Web metrics and analytics (unique visitors per month, page views per visitor, time spent per visit, new/repeat visitor ratios) from tools such as Compete.com show one level of impact. Social metrics like Klout or Edelman’s Tweetlevel show the relative power that each individual has, using algorithms to assign influence scores and other authority rankings, or calculating retweet volumes and follower/following ratios. Inbound link data—the “currency of the blogosphere” —identifies the most respected, most influential voices on the social Web; Yahoo Site Explorer is an excellent resource for that. Constantly review and revise your list of key influencers, and how and where they rank.

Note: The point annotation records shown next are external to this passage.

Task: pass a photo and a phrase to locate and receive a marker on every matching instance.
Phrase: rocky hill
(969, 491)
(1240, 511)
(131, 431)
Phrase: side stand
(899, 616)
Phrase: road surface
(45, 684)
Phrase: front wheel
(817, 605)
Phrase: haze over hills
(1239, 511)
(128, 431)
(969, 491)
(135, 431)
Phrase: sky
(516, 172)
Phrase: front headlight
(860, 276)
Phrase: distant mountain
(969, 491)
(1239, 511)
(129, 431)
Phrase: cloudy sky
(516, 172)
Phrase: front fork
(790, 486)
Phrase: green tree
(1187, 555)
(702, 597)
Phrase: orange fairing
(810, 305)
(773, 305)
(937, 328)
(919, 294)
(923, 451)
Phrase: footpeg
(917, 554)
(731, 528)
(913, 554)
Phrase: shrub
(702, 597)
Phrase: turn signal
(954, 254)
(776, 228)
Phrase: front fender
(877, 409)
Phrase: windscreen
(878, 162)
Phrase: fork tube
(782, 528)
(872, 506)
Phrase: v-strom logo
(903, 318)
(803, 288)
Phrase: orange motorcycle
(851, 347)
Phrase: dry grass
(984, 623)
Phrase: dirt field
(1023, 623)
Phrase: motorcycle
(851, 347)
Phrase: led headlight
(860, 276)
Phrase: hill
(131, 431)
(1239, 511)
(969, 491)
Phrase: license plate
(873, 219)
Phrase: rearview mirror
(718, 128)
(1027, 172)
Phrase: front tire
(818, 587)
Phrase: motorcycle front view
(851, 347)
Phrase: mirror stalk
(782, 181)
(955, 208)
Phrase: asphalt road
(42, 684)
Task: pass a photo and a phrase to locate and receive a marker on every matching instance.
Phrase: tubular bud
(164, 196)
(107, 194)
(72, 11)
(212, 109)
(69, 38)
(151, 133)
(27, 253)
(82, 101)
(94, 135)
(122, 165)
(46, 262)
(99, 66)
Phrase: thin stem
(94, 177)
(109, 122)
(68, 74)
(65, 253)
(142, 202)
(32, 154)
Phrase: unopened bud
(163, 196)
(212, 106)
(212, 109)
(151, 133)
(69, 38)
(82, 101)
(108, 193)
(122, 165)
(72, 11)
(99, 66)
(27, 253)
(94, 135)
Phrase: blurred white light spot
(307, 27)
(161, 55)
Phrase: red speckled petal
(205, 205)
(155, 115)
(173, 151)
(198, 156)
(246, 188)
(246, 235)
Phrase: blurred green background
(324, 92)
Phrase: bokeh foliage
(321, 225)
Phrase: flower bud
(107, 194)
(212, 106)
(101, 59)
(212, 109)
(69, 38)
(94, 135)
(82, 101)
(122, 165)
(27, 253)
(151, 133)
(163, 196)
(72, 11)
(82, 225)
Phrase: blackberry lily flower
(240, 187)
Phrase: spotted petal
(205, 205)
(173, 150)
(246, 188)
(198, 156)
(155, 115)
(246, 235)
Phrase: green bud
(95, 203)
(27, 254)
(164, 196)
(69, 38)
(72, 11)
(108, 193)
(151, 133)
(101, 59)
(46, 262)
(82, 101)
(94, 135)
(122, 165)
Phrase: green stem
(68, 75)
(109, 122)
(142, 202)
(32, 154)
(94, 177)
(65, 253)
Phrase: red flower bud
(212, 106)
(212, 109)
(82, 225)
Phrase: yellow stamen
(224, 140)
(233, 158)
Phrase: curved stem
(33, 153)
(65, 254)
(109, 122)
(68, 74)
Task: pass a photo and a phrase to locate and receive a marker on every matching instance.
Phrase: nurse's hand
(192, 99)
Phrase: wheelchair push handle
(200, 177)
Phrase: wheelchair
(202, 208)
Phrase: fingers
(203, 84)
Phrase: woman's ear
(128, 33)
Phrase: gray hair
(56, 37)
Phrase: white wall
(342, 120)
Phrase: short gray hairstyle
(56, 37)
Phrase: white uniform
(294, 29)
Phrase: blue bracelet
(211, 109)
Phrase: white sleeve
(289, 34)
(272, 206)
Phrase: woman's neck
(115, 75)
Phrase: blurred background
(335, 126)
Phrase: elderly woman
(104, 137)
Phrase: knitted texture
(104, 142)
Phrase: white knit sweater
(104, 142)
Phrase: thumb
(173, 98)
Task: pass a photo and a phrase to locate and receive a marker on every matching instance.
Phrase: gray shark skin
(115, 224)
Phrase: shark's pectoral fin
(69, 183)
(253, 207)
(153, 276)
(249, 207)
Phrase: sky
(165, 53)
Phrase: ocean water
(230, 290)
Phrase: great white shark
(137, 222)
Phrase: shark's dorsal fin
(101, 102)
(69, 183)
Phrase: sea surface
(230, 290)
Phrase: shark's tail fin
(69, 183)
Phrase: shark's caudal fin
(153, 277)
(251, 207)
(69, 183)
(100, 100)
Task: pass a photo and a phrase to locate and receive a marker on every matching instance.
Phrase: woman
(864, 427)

3. Open your ears to conversation. “Consumer attention has shattered across a billion channels,” said Israel Mirsky, Porter Novelli’s executive VP of emerging media and technology, at the March 2011 PR News Measurement Conference. It may be impossible to track every social media channel, but monitoring tools can help you glean insights from millions of sources. Using your keywords, track topics that are under discussion and their momentum. Tie conversations to external metrics (news coverage, current events, etc.).
4. Engage constructively and decisively. The “two ears, one mouth” maxim especially applies to social media. Before you join the conversation, determine how your narrative supports the trend, advances it in a new direction or bucks it. Build relationships with influencers, one on one. Offer value and peer-level content that adds momentum to the topic being discussed—or offer highly credible counter-trend data.
Mastering the ability to listen to the right people and build a real dialogue with them makes trend spotting and trend setting more possible today —yes, even in this exploding communications environment —than ever before.